Returning to saucepans (Mother's Pressure Cooker - see above) I've put in a pitch for another TV Series
Provisionally titled "Saucepan Rescue" or possibly "Saucepans I have known" It's a Life or Death Drama (for the saucepan) that focuses on the harrowing tales of everyday people attempting to revive favourite saucepans following culinary disaster.
Here he is recovering in intensive care following defibrillation after a scrambled eggs episode.
A wedding present, he's been with us for nearly twenty eight years and has repeatedly been brought back from the brink. He is expected to feature in Series 2 should the pitch be commissioned.
We we’re the first down there that day, and touched base with a herd of fallow deer, disturbed the merlin, flushed a fox and spotted the short eared owls.

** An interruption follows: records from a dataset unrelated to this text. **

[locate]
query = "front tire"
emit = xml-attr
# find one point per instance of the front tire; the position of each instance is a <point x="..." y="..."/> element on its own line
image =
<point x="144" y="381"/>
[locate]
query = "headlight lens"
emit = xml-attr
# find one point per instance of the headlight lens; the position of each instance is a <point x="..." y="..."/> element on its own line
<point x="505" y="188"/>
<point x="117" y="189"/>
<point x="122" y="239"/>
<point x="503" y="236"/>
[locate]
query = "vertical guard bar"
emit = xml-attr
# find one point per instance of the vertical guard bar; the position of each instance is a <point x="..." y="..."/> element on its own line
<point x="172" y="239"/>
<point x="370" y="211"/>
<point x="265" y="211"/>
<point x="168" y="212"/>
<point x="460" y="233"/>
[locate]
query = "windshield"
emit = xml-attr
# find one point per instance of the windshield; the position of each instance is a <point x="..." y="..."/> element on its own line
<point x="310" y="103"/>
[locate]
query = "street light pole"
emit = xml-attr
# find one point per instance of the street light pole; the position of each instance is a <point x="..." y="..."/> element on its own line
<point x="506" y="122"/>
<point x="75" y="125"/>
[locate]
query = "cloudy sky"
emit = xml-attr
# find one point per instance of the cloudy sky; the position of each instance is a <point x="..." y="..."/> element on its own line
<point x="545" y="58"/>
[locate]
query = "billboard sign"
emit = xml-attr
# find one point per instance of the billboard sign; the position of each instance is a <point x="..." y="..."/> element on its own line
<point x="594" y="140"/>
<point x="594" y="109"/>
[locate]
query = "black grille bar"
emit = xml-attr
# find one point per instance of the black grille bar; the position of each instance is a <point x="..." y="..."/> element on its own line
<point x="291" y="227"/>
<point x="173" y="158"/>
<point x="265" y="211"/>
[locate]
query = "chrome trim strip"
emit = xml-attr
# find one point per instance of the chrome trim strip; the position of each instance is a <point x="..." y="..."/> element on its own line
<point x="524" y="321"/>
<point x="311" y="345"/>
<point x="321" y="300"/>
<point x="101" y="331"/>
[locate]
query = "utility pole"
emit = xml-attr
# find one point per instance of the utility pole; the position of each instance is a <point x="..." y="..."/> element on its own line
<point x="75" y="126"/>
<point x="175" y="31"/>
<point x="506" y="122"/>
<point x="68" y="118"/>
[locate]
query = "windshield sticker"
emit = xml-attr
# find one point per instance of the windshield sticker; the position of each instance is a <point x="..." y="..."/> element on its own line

The coming months will see twitchers mass on the bank near the ford as lying water concentrates the food source for many birds on isolated islands.
The great grey shrike made merry with mice concentrated on dry ground on the common the last time we had a wet winter, and drew quite a crowd. There were several reports on bird watching websites that listed the following event - Great Grey Shrike perched in isolated black thorn disturbed by lady with Labradors.
The Shrike hung around for several months, so it can't have been that perturbed.
Which in January, is a very good thing.
An ivy covered Sycamore it’s a jump in the river with saws drawn job in order to chop the thing into lumps of a size that can be pulled out by tractor. I’ll shift a bit of silt in the coming weeks, it’s a fairly easy job when there is plenty of water. The process has taken the best part of two months for the past five years. With a reasonable head of water the work can be completed in two to three weeks.
There are plenty of trout about. 3n lumps mostly, who feed hard for twelve months of the year. A few redds are apparent, but nothing like the number pre 2105 when this stretch was stocked annually with numbers of juvenile diploid brown trout sourced from local stock.
Which is a bit of a worry, as I’d still back myself and my associates over brer beaver as to when to hold water back and when not to hold water back,
And at this point I'd like to bring up the purge on pulling out hatches and sluices in a mass of muddled thinking earlier this century. Where once a set of hatches exerted precise control over a river, the things were ripped out and we now seem to be saying lets let those furry guys have a go.
Which seems kinda nuts. If Beavers had brains as big as ours they would build hatches and sluices and kick back with nuts and cigars. If a set a of hatches has been in situ for many hundreds of years question why it there. Try and understand the influence it may have on a chalk stream valley and act accordingly. It is not always a negative impact.
I get Beavers, like I get Otters. They have their place in the aquatic environment. But let's not sign the entire aquatic environment over to everything that’s’ two foot long, cute and furry. Man has an important part to play, over and above undertaking a watching brief, and was once quite good at managing water in a chalk valley. And there was an awful lot more e water to manage back then.